Le choix d’un professionnel pratiquant cette technique n’est donc pas difficile puisqu’il s’agit d’un choix sur critères géographiques (Lille, Paris, Marseille, Montpellier, etc). Vous pouvez cependant affiner votre choix en optant pour un praticien ayant signé la Charte de Qualité et de bonne pratique des membres de la SIHP, ce qui est signalé par une astérisque.

Pour chaque docteur, infirmière ou encore chirurgien-dentiste présent dans la liste, vous avez un numéro de téléphone disponible : il est donc possible de le contacter au préalable pour être certain qu’il sera en mesure de traiter votre problème.

Quel est le prix d’une séance ?

Le tarif d’une consultation varie selon les praticiens (médecins ou infirmiers) et de la technique employée (injection ou perfusion), mais il se situe généralement dans une fourchette allant de 30 € à 80 €.

L’hydrotomie est-elle prise en charge par la Sécurité Sociale ?

Attention, l’hydrotomie percutanée n’entre pas dans le cadre des techniques de soin réglementées et, à ce titre, n’est pas éligible à un remboursement par la Sécurité Sociale.

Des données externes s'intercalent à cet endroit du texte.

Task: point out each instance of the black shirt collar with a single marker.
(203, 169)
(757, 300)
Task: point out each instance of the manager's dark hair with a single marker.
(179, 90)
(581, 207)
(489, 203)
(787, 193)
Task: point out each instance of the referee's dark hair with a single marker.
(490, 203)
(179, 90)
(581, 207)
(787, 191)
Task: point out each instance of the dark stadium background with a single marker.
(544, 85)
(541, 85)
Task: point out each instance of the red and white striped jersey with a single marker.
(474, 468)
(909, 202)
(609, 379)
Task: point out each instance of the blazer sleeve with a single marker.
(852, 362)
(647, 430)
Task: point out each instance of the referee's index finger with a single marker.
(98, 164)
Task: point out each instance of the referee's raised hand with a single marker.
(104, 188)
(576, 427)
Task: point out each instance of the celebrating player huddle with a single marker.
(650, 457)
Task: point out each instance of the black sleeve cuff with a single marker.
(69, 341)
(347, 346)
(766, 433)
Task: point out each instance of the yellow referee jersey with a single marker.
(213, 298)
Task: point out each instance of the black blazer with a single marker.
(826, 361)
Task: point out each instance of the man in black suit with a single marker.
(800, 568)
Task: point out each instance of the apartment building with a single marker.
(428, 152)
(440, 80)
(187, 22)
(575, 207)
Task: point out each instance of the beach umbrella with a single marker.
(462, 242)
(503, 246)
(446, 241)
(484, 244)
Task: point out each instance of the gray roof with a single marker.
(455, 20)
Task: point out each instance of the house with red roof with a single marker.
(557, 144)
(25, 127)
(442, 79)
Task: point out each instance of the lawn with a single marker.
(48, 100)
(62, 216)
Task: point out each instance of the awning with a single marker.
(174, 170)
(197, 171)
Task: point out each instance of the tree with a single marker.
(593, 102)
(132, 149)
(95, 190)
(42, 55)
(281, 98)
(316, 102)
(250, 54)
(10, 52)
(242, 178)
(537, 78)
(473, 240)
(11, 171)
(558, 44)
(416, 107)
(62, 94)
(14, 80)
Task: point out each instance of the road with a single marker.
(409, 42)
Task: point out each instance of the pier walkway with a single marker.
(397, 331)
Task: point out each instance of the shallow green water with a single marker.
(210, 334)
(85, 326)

Mon avis sur cette technique

Malgré les quelques réserves émises ci-dessus, l’hydrotomie percutanée présente selon moi beaucoup d’avantages, à partir du moment où elle est réalisée dans le cabinet d’un praticien de confiance. Voici les 3 raisons principales pour lesquelles je vous la conseille :

  • pas (ou très peu) d’effets secondaires : il s’agit d’une méthode sans réel effet secondaire, contrairement aux traitements médicamenteux. Les injections contiennent uniquement une solution saline physiologique, associée ou non à d’autres molécules. Pas d’antalgique. Pas d’anti-inflammatoire. Pas de cortisone.
  • des résultats rapides : les patients témoignent généralement d’une qualité de vie retrouvée au bout de 4 semaines, en moyenne. Certains voient même des progrès dès la première séance. Ils retrouvent par exemple le plaisir de jardiner, de faire du sport, ou simplement de rester debout sans douleurs. Les témoignages montrent des résultats concrets et durables.
  • une action sur les causes et non sur les symptômes : avec l’hydrotomie percutanée, le symptôme est uniquement le guide. On ne traite pas le symptôme mais bien la cause de la douleur. L’injection se fait sur le plan local, dans le but de nourrir et de régénérer les tissus articulaires.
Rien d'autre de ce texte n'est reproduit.